Composite robots combine the functions of mobile robots (such as AGVs) and robotic arms, and are widely used in logistics, manufacturing, and other fields. Grasping accuracy is one of its core performance indicators, which directly affects work efficiency and product quality. This article will explore the influencing factors and improvement strategies of the grasping accuracy of composite robots.
1, Definition of gripping accuracy for composite robots
Grasping accuracy refers to the ability of end effectors (such as grippers, suction cups, etc.) of robots to accurately reach the target position and stably grasp objects while performing grasping tasks. Usually measured in millimeters (mm) or micrometers (µ m), the higher the accuracy, the stronger the robot's ability to adapt to complex tasks.

2, The main factors affecting grasping accuracy
1. Positioning accuracy of robotic arm
The joint accuracy, repetitive positioning accuracy, and rigidity of the robotic arm directly affect the grasping accuracy. High precision robotic arms typically use high-precision servo motors and reducers.
2. Accuracy of the visual system
Visual systems, such as 2D/3D cameras, are used to recognize the position and pose of target objects. The resolution, algorithm accuracy, and environmental lighting conditions of the camera can all affect the capture accuracy.
3. Design of end effector
The design of end effectors such as grippers and suction cups that are suitable for the shape, weight, and material of the target object directly affects the stability and accuracy of grasping.
4. Environmental factors
Environmental factors such as ground flatness, vibration, and temperature changes may affect the positioning and grasping accuracy of robots.
5. Performance of control system
The optimization level of the control algorithm, communication delay, and feedback speed of the sensor will all affect the grasping accuracy.
6. Object characteristics
The shape, size, surface material (such as smooth or rough), and placement posture (such as stacking or scattering) of the target object also pose challenges to grasping accuracy.

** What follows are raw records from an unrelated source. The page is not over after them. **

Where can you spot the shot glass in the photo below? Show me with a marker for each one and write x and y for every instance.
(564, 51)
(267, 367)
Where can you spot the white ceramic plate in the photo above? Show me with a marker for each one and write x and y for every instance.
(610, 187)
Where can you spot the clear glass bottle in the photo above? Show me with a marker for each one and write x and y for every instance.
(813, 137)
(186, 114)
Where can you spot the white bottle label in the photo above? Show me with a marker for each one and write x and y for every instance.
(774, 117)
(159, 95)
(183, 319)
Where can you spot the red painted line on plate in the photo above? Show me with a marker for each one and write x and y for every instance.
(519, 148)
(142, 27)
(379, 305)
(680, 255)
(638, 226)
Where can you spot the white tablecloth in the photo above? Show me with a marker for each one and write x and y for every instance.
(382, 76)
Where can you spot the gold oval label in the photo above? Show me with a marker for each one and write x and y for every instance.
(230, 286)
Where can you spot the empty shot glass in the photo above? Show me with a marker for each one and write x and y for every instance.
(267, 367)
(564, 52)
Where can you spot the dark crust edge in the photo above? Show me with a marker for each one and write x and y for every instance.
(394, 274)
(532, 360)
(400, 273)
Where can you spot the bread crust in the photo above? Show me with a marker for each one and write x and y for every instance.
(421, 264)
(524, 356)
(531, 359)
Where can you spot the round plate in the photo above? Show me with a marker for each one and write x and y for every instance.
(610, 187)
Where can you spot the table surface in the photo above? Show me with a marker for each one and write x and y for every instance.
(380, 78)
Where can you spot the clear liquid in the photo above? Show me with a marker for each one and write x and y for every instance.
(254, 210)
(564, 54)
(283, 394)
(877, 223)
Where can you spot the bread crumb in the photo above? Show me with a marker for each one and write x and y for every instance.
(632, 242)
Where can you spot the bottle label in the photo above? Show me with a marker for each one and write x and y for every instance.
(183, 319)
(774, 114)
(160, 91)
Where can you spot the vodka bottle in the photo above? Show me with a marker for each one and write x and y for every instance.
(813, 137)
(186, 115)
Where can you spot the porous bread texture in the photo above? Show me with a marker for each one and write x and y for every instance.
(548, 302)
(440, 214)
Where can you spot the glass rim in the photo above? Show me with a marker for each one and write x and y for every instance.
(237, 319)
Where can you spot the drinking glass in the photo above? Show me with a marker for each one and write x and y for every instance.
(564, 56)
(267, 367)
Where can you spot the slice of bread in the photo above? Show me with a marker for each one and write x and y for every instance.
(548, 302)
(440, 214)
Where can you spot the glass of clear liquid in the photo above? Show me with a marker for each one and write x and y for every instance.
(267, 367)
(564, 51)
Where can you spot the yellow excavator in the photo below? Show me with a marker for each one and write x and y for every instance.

3, Strategies for improving grasping accuracy
1. Optimize the design of the robotic arm
Adopting high-precision servo motors and reducers to enhance the repetitive positioning accuracy of the robotic arm.
Enhance the rigidity of the robotic arm, reduce vibration and deformation.
2. Upgrade the visual system
Using high-resolution 3D cameras combined with deep learning algorithms to improve the recognition accuracy of target objects.
Optimize lighting conditions to reduce the interference of ambient light on the visual system.
3. Improve the end effector
Design specialized grippers or suction cups based on the characteristics of the target object to enhance the stability and accuracy of grasping.
Introduce force feedback technology to adjust the grasping force in real time, avoiding object sliding or damage.
4. Enhance environmental adaptability
Lay guide wires or QR codes on the ground to improve the positioning accuracy of mobile robots.
Use shock absorbers to reduce the impact of environmental vibrations on the robot.
5. Optimize control algorithms
Adopting advanced control algorithms such as PID control and fuzzy control to improve the motion accuracy of the robotic arm.
Reduce communication latency and ensure real-time feedback of sensor data.
6. Multi sensor fusion
Combining various sensor data such as visual, force, and tactile senses to enhance the intelligence level of the grasping process.
Real time correction of grasping path and force through sensor fusion technology.
7. Regular calibration and maintenance
Regularly calibrate the robotic arm, vision system, and sensors to ensure accuracy does not decrease over time.
Timely replace worn parts to maintain optimal performance of the robot.